Rev. Mitri Raheb brings message of hope to Charlotte campus
By Gail Henderson, M.Div. student
Dr. Mitri Raheb – I had only recently heard about him, about his wisdom, his perspective, his experiences, and his writing. His work and his testimony had been recommended to me less than a month before he came to speak at Union Presbyterian Seminary here in Charlotte, North Carolina. What a gift he was to all who were blessed to hear him. Dr. Raheb is a passionate, thoughtful, funny, insightful, and challenging speaker. He reminded us that the Bible, our sacred Scripture, our sacred stories, came from Palestine, his homeland. The Bible, he informed us, did not come from the Bible Belt. He made us laugh with a story he told related to a trip he once took to Japan. As he waited for his return flight from Tokyo, he found himself thinking about how much he wanted a piece of bread, the kind of bread he ate regularly at home, something that was not readily available in Japan. He said that at that moment he realized Jesus couldn’t have said, “I am the bread of life” in Japan to the same effect as saying such a thing in Palestine.
Then his comments turned to the heaviness and the tragedy of living in a land that has been occupied for centuries, for millennia, by the Assyrians, Babylonians, Persians, Greeks, Romans, and many other occupying forces, including the British, and present-day Israel. He challenged us to consider how the story of the occupied land and the oppressed people there in his home country is similar to the world into which our Savior was born, the world in which Jesus lived and died.
Connecting the 21st-century Palestinian story to Lent, Dr. Raheb remarked that we have the opportunity to find God in new and fresh ways, as we draw near to the cross, and as we stand at the foot of the cross in a few weeks’ time. In Lent, as we read the stories of the Bible and consider the stories of Palestinian people — along with stories of war, exile, refugees, and suffering in other places as well — we also can expect, hope, pray, and prepare to find and experience God in unexpected places. In places of suffering and illness, in pain and sorrow, God is there with those who are hurting — and also with us in our times of trial. As we make our way to the cross this Lent, as we carry our crosses on a daily basis, we also ought to be people of hope. After all, no power, not even the power of empire, can separate us from God or from the love of God. As we look at and consider circumstances in our families, in our cities, in our nation, and in our world that feel hopeless, we must remember that the death of Jesus on the cross was also a hopeless situation. There is not much that is as hopeless as the miscarriage of justice that occurs whenever the empire executes an innocent person that it considers a criminal. But on the night of Good Friday, with the Holy One silent in the tomb, we can remember, we must remember that Sunday is coming! And we must proclaim the Good News of our Risen Lord with hope and great joy.

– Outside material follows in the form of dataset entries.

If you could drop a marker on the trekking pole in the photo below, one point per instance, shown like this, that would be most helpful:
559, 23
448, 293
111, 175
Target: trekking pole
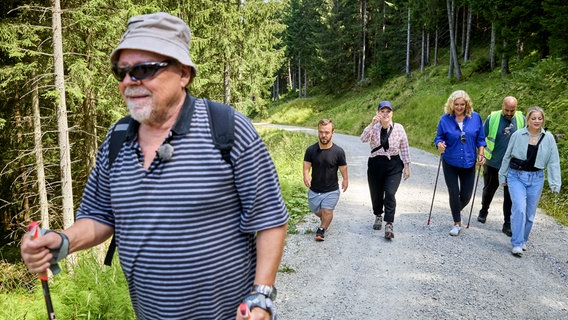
33, 229
435, 185
474, 192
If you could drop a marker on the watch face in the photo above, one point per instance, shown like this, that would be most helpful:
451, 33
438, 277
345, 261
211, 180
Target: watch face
268, 291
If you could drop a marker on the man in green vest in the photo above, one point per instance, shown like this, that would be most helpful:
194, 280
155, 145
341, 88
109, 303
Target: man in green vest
499, 127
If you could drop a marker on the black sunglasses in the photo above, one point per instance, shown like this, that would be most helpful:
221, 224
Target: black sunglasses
139, 71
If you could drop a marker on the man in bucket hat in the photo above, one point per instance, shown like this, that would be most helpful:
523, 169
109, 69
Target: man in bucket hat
196, 236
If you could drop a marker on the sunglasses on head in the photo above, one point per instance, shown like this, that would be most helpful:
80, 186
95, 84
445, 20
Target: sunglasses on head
139, 71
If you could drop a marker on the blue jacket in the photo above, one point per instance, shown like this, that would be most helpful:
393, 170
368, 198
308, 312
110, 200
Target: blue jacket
458, 154
546, 157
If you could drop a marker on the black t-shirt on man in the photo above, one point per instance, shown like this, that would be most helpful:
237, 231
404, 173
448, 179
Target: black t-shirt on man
325, 163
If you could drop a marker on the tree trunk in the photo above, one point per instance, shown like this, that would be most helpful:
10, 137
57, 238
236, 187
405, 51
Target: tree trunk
422, 51
305, 84
363, 50
299, 80
492, 47
468, 36
505, 59
227, 84
464, 19
428, 48
64, 148
436, 48
38, 151
290, 81
23, 184
454, 55
408, 73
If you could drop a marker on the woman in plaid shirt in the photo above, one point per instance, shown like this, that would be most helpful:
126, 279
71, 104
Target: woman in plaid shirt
388, 163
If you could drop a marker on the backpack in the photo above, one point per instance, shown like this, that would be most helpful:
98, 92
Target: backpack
221, 122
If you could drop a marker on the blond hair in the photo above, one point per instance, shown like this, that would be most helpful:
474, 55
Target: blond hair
449, 107
533, 110
325, 122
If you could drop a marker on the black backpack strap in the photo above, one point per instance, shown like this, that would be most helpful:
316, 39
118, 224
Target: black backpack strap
388, 135
117, 137
222, 123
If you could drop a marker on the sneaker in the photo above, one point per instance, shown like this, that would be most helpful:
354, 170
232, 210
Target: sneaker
455, 230
389, 234
378, 225
507, 229
320, 234
517, 251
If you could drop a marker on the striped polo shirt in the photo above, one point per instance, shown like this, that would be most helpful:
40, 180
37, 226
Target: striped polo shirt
185, 228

In the in-between time, between the darkness of the tomb and the bright light of Easter morning, between our prayers for peace and the answers God provides, what can we do? Dr. Raheb provided us with several suggestions. We can use art and other forms of creative resistance to share messages of justice, hope, peace, and courage. We can become engaged citizens in our cities, in our nation, and in our world. We can align ourselves with people on the margins and work to empower them to bring about the change that is needed in their own lives.
I am enormously grateful to Union and all the other organizations and churches that made this event possible. Dr. Raheb’s message was one that will motivate this second-year student to read and study Scripture through a new lens and also with new hope. Thanks be to God.